Queridos todos.... Si fuera por lo mucho que algunos me queréis, por las veces que mi amado Fabio repite sin sonrojo que me encuentra hermosa (gracias, amor), si tuviera en cuenta todo eso, me permitiría ser una diva, pero... Cuán de cierto hay en el título de este blog. Por fin soy MARUJA gayhetera.
Las tres semanas de vacaciones que me he metido entre pecho y espalda me han demostrado que la dualidad no es sólo posible, sino cierta.
Lo mismo empecé mis días de descanso vestida de Sybilla para Jocomomola, rodeada de doce hombres hermosos, hartándome de daiquiris y besos en el orgullo gay; que estaba diez días después tratando de arrancar un palomino de mierda a golpe de Norit de unos calzoncillos talla cuatro años.

Tan pronto desayunaba en un palacete del sXVIII del sur de Italia...
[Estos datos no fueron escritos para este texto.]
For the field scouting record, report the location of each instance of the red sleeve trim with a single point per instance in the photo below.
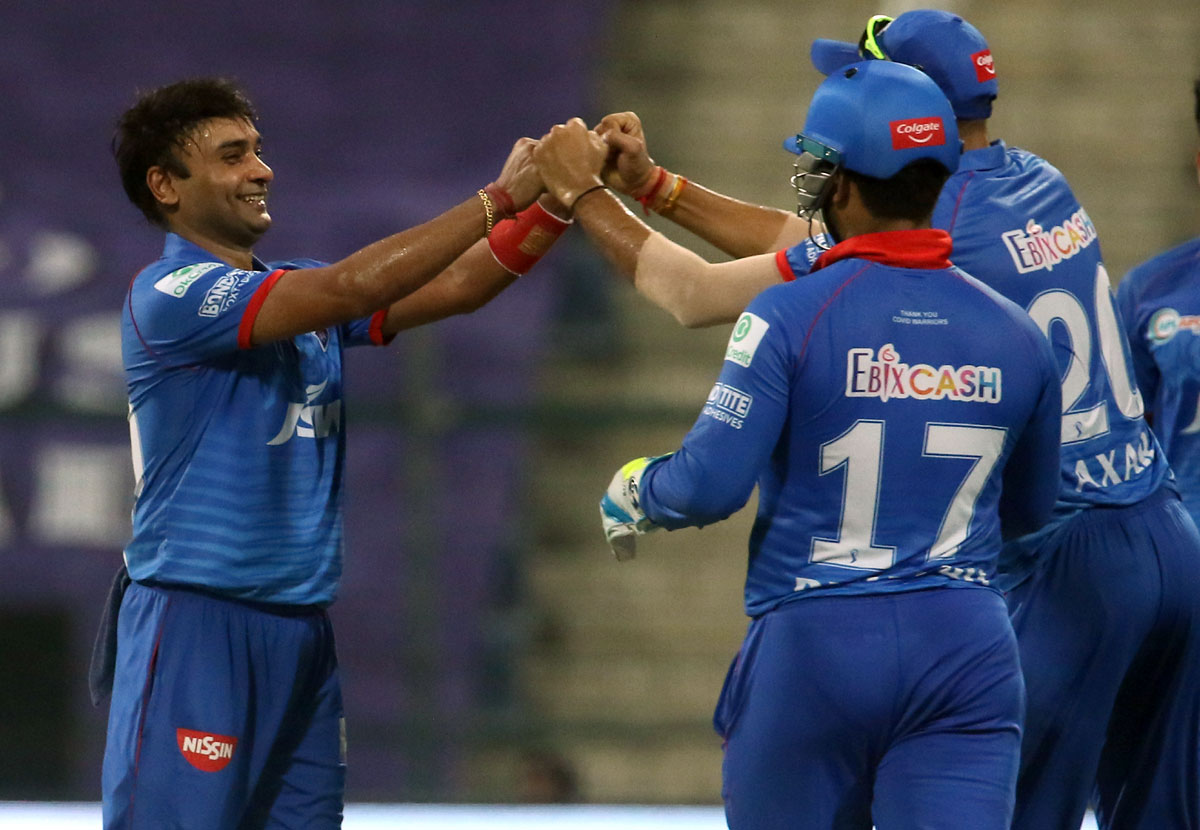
(246, 328)
(785, 268)
(376, 329)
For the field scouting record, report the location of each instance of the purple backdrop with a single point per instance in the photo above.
(376, 116)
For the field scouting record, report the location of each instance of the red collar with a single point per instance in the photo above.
(925, 248)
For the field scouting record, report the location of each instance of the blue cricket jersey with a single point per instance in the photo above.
(879, 406)
(238, 450)
(1159, 304)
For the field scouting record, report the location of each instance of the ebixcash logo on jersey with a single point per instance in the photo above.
(873, 373)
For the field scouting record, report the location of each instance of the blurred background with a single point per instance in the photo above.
(491, 649)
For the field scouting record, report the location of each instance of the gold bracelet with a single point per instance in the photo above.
(669, 205)
(487, 209)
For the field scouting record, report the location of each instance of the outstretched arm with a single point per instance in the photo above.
(738, 228)
(697, 293)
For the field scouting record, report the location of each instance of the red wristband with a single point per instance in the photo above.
(502, 199)
(517, 244)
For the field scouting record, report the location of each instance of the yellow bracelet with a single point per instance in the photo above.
(490, 210)
(669, 205)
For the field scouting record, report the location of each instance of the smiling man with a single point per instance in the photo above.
(226, 707)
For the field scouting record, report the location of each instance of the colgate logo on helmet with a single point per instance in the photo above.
(911, 133)
(205, 751)
(985, 67)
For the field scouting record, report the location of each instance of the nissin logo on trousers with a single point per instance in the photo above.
(927, 132)
(205, 751)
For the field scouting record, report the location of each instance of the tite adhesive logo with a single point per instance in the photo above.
(985, 67)
(205, 751)
(925, 132)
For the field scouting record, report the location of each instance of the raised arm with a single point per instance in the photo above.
(695, 292)
(738, 228)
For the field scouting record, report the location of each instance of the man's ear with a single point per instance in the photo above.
(161, 182)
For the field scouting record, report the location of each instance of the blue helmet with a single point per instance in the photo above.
(876, 116)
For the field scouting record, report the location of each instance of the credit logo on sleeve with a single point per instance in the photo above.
(178, 282)
(744, 341)
(205, 751)
(1036, 248)
(927, 132)
(881, 374)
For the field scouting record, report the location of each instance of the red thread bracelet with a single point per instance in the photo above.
(502, 199)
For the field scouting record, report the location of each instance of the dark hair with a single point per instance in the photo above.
(909, 194)
(149, 132)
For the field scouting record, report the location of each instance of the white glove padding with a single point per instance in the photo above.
(621, 509)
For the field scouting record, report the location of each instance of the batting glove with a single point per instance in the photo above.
(621, 510)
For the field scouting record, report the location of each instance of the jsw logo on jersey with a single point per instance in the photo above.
(985, 67)
(870, 374)
(927, 132)
(307, 420)
(205, 751)
(1035, 248)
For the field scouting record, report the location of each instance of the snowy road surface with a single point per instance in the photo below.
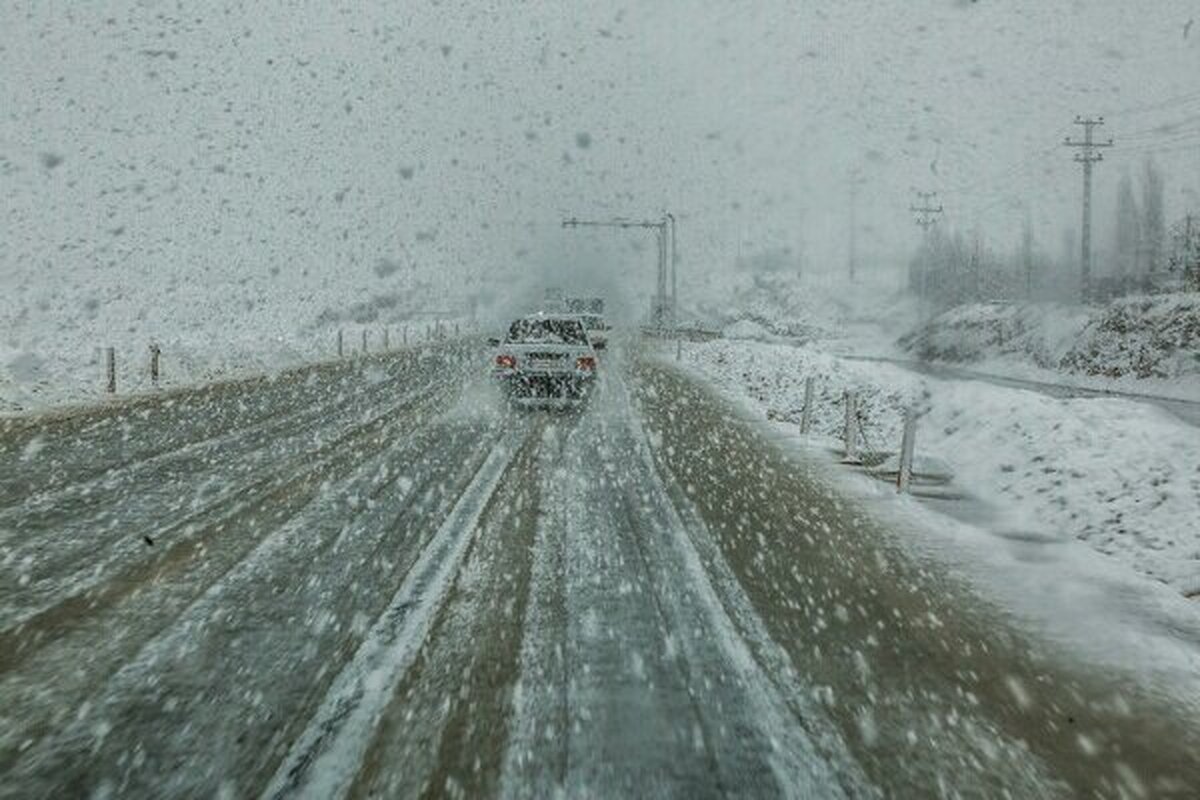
(1183, 409)
(371, 579)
(Véase la cama donde me dejé la piel...) http://www.marzalossa.com/
...que me iba al mercadillo valenciano de La Pobla de Farnals a comprarme un camisón por seis euros.
La conversación que nutrió la citada transacción económica se desarrolló así:
-GITANA: ¡Nena, ¿qué va a ser?! ¡Venga, que la última se queda en pelotas!
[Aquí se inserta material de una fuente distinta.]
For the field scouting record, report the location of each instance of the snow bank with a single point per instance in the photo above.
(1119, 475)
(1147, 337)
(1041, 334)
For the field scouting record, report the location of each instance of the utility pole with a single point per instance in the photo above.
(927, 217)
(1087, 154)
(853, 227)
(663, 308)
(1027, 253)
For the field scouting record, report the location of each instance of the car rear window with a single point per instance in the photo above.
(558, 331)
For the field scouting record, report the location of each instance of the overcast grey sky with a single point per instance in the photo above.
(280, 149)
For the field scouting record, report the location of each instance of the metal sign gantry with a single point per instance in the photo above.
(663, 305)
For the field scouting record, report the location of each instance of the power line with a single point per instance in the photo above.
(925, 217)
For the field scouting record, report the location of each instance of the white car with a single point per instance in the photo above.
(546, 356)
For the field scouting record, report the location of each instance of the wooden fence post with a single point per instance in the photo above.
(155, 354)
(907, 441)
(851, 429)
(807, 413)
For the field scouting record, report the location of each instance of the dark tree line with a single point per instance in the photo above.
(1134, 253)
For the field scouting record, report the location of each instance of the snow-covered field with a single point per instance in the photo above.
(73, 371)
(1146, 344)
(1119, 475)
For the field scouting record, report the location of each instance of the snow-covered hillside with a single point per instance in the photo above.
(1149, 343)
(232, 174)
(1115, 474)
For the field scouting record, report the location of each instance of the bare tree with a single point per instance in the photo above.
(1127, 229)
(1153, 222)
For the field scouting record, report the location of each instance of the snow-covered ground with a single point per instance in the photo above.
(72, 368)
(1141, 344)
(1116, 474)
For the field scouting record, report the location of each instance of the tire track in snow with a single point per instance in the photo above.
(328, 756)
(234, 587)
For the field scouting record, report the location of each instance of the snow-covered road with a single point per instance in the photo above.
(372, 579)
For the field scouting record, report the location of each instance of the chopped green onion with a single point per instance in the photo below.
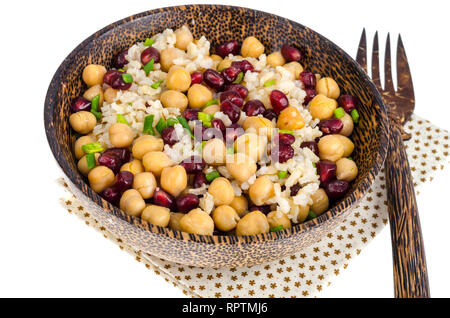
(205, 118)
(285, 131)
(90, 158)
(160, 125)
(156, 84)
(211, 102)
(148, 125)
(127, 78)
(210, 176)
(149, 66)
(355, 116)
(121, 119)
(282, 174)
(93, 147)
(149, 42)
(239, 78)
(277, 228)
(339, 112)
(269, 83)
(171, 121)
(311, 215)
(185, 124)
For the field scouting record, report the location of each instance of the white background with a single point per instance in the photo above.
(44, 251)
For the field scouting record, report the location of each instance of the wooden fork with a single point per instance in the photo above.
(410, 269)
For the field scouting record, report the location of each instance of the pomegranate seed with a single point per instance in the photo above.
(308, 79)
(254, 107)
(148, 54)
(213, 79)
(348, 102)
(291, 53)
(162, 198)
(326, 170)
(196, 78)
(226, 48)
(231, 110)
(79, 104)
(278, 100)
(331, 126)
(187, 202)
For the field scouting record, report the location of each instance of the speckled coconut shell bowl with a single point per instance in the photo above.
(218, 24)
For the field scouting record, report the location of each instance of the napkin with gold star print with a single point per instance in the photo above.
(308, 272)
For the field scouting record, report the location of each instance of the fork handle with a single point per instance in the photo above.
(410, 269)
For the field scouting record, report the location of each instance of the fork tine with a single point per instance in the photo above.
(388, 84)
(361, 56)
(376, 63)
(404, 79)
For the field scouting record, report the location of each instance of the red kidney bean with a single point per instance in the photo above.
(148, 54)
(187, 202)
(331, 126)
(291, 53)
(226, 48)
(80, 104)
(278, 100)
(254, 107)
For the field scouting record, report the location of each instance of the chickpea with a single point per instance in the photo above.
(178, 79)
(261, 190)
(347, 143)
(155, 161)
(222, 191)
(252, 145)
(276, 219)
(156, 215)
(295, 68)
(225, 218)
(328, 87)
(322, 107)
(346, 169)
(174, 179)
(134, 167)
(82, 122)
(240, 205)
(197, 222)
(120, 135)
(94, 91)
(252, 223)
(198, 96)
(79, 143)
(145, 144)
(320, 201)
(174, 222)
(211, 109)
(132, 203)
(145, 183)
(175, 99)
(251, 47)
(83, 166)
(214, 152)
(93, 74)
(291, 119)
(166, 58)
(347, 121)
(275, 59)
(184, 37)
(241, 166)
(330, 148)
(100, 178)
(110, 95)
(261, 125)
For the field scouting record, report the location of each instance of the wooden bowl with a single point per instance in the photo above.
(218, 24)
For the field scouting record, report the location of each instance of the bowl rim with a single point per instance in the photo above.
(350, 200)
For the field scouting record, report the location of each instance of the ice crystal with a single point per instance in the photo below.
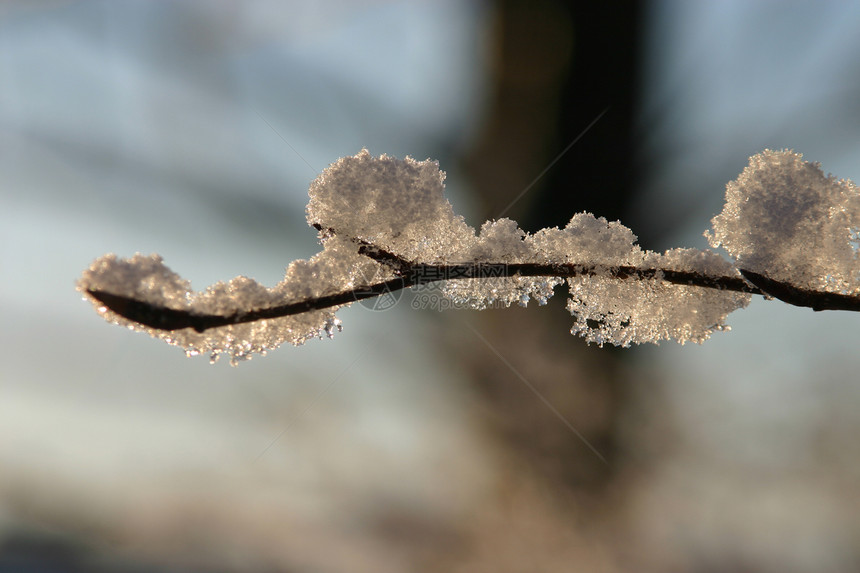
(395, 204)
(785, 219)
(382, 220)
(147, 279)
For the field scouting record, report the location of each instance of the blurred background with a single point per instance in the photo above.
(416, 440)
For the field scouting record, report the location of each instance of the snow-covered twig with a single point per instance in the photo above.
(385, 225)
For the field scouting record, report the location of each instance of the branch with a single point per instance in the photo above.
(413, 274)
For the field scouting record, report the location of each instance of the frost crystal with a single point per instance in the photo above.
(395, 204)
(624, 312)
(145, 278)
(385, 223)
(788, 221)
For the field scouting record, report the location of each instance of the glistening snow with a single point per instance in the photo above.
(778, 212)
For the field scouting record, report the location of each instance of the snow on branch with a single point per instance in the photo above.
(384, 225)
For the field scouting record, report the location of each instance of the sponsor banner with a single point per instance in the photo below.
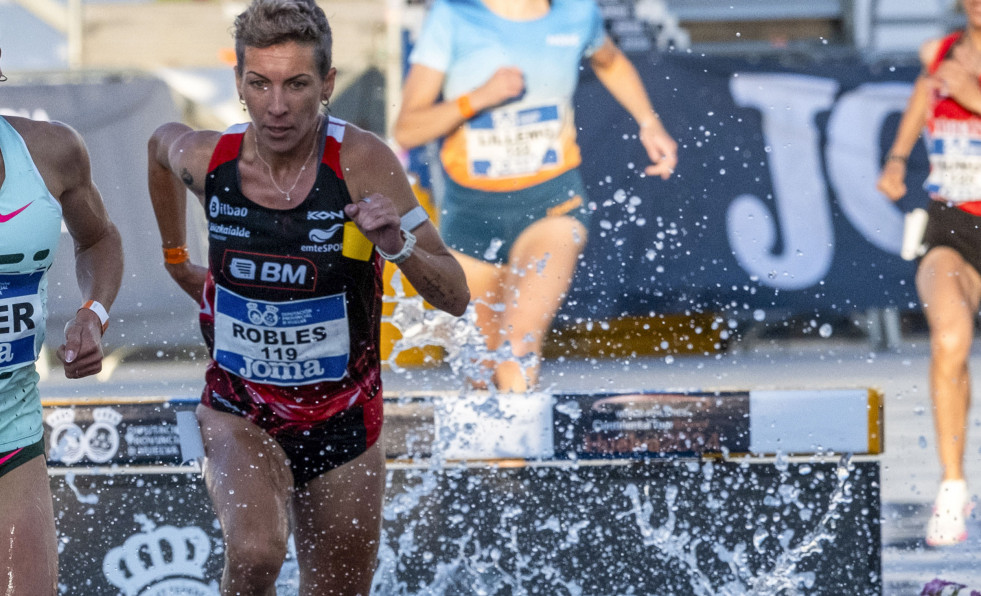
(651, 425)
(114, 434)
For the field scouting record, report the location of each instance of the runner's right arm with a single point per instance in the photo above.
(177, 162)
(892, 179)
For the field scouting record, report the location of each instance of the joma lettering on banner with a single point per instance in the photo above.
(789, 105)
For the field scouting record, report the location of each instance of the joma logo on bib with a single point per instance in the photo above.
(281, 371)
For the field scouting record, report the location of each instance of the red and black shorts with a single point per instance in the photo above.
(311, 448)
(951, 226)
(9, 460)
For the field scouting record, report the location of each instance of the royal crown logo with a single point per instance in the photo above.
(164, 561)
(69, 444)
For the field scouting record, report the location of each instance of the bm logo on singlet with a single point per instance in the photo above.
(270, 271)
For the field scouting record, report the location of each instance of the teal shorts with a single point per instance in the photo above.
(21, 419)
(484, 224)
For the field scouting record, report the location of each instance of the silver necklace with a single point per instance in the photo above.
(303, 168)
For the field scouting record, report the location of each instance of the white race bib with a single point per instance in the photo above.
(299, 342)
(514, 141)
(954, 148)
(21, 318)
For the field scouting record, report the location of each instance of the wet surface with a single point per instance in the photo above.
(909, 470)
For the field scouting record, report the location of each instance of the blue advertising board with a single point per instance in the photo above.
(773, 205)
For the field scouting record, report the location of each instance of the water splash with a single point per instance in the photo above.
(451, 528)
(465, 347)
(783, 576)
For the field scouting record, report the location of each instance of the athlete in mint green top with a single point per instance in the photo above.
(45, 179)
(30, 226)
-PAYA (o sea, sevidora): ¡Oyeee, ¿qué vale el camisón rosa, ese, el de los muñequitos?
-GITANA: a seis euros, perla, más barato no se puede, con lazo en el muslo y to. ¿Qué talla quieres?
-PAYA: la mayor, evidentemente... O sea, la grande..
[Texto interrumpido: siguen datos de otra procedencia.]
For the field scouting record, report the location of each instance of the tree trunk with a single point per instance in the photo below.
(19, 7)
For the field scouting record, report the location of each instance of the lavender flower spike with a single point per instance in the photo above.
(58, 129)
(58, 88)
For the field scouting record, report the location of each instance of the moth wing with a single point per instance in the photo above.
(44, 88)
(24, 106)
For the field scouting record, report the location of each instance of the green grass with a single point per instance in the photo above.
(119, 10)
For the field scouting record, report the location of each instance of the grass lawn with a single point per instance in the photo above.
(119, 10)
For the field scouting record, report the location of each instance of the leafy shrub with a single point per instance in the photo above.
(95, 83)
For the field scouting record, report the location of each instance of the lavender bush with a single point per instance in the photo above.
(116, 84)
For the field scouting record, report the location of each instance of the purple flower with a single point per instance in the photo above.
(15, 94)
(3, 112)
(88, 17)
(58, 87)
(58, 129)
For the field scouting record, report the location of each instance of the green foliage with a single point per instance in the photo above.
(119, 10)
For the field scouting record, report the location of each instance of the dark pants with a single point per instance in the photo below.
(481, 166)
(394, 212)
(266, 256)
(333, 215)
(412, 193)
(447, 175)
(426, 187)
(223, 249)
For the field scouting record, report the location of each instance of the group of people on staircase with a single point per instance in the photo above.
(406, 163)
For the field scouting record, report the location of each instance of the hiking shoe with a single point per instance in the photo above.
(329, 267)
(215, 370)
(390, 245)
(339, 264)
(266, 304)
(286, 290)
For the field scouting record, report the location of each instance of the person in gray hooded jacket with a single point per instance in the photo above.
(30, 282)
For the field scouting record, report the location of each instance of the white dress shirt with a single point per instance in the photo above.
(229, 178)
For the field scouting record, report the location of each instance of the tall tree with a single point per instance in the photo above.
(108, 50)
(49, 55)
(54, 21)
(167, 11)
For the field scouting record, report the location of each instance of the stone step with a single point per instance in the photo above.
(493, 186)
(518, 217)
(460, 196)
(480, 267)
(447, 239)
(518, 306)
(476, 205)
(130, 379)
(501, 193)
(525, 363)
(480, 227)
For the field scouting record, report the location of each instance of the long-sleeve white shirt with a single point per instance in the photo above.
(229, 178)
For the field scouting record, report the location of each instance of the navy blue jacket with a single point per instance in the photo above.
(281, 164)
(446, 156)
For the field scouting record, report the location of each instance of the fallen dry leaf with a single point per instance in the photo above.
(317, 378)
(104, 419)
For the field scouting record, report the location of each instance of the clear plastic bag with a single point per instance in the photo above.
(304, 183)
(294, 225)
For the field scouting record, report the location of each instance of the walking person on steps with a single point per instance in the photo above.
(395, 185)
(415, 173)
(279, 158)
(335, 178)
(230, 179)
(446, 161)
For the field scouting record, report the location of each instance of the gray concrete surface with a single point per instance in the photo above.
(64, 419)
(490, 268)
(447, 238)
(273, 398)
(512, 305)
-GITANA (arrebuscando entre el montón de camisones) Bonica, en la grande lo tengo naranja, blanco y azul. ¿Tiene que ser rosa? ¿Pa qué lo quieres en rosa?
-PAYA (notando que había cachondeito en el ambiente) Pues, ¿que pa que lo quiero en rosa? Pos pa que te vuelvas loca buscándolo, como hacen todas. Amos, pa joder.
-GITANA: Mira, qué guasa tiene la paya, anda toma, ya lo encontrao, te llevas este que tengo colgao y así no tienes que tirar la bolsa.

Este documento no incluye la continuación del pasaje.